Which free tier has the fewest hidden gotchas?

Vercel's hobby plan and PostHog's free tier are the most honest — the limits are clearly stated and there are few surprise charges. Notion has the most confusing limits because features bundled into Plus have changed several times. Supabase and Linear sit in the middle: generous but with well-documented caps.

Do free plans come with support?

Almost never. Free users get docs, community forums, and sometimes a public Discord. Support tickets and guaranteed response times start at the paid tier. For early-stage projects, this is usually fine — the docs are typically excellent because they're the only support channel.

Are there data privacy concerns with free plans?

Sometimes. Free tiers on analytics tools (like some competitors to PostHog) occasionally use your data for aggregated benchmarks or training. Check each tool's Terms of Service. PostHog is open-source and explicit about data handling; Notion, Linear, Vercel, and Supabase have mainstream enterprise-grade privacy practices even on free plans.

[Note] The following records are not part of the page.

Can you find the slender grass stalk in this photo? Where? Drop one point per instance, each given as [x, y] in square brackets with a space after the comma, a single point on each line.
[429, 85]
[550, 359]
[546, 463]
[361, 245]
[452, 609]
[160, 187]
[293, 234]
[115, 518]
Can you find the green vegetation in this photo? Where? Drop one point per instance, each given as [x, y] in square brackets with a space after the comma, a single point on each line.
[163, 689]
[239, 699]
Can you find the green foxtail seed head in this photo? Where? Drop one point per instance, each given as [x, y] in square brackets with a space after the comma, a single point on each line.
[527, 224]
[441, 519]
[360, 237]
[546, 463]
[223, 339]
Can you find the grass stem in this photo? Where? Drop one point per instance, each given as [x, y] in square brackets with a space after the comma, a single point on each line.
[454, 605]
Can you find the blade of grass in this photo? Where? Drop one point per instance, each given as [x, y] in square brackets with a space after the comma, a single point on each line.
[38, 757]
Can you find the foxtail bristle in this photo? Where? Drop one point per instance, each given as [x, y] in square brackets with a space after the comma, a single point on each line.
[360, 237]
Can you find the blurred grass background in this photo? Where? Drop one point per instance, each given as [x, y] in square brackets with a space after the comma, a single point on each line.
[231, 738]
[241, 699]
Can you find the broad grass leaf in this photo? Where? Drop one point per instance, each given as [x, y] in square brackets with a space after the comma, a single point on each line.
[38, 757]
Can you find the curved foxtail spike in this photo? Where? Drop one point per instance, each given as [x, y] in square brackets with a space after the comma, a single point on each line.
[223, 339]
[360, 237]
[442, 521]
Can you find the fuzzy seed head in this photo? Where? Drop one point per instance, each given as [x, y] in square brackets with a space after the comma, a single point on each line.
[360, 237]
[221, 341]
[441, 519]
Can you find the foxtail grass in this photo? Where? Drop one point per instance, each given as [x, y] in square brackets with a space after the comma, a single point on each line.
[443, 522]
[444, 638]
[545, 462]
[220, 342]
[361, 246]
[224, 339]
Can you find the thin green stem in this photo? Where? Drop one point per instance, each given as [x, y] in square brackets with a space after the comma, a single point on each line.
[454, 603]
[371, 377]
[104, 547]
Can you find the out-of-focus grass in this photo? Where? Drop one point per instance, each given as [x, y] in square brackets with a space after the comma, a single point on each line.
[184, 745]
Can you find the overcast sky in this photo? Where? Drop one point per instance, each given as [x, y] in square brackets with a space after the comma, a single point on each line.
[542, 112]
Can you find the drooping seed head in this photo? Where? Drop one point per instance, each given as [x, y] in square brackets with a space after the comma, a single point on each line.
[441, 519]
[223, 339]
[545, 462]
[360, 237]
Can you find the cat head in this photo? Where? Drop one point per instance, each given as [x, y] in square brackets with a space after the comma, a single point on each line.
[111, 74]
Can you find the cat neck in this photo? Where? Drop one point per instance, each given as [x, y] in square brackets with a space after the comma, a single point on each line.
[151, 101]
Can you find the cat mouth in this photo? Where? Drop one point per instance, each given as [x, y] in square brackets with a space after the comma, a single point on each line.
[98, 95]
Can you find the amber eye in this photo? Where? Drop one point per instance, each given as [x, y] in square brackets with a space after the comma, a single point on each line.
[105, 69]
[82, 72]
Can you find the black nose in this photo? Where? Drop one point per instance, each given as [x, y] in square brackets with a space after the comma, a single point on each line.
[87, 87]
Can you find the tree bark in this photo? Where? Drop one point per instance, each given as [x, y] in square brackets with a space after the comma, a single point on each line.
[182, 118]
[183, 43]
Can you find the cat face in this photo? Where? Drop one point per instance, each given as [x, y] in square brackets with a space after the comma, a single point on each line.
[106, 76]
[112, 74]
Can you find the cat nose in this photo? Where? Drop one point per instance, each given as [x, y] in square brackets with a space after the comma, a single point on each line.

When should I upgrade from a free plan?

Three triggers: (1) you've hit a hard limit that's blocking work (team size, bandwidth, events/month), (2) you need features locked behind paid tiers that would otherwise require replacing the tool, or (3) you're generating meaningful revenue and the tool is essential to your workflow. Don't upgrade preemptively — the free tier exists precisely so you don't have to.